Father Drouillard saluted them gravely.

"You are the enemies of my country," he said, "but I will not deny that I am glad to see you here. I understand that the savage, Tandakora, means to attack this house to-night, thinking that it holds a British garrison. Well, it seems that he will not be far wrong in his thought."

A ghost of a smile flickered over the priest's pale face.

"A garrison but not the garrison that he expects to destroy," said Willet. "Tandakora fights nominally under the flag of France, but as you know, Father, he fights chiefly to gratify his own cruel desires."

"I know it too well. Come inside. M. de Chatillard wishes to see you."

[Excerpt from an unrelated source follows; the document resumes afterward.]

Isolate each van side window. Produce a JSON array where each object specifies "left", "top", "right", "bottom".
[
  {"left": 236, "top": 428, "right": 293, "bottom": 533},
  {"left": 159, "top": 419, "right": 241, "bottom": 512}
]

Willet, Robert, Tayoga and Zeb Crane went in, and were shown into the bedroom where the Seigneur Louis Henri Anatole de Chatillard, past ninety years of age, lay upon his last bed. He was a large, handsome old man, fair like so many of the Northern French, and his dying eyes were full of fire. Two women of middle years, his granddaughters, knelt weeping by each side of his bed, and two servants, tears on their faces, stood at the foot. Willet and his comrades halted respectfully at the door.

"Step closer," said the old man, "that I may see you well."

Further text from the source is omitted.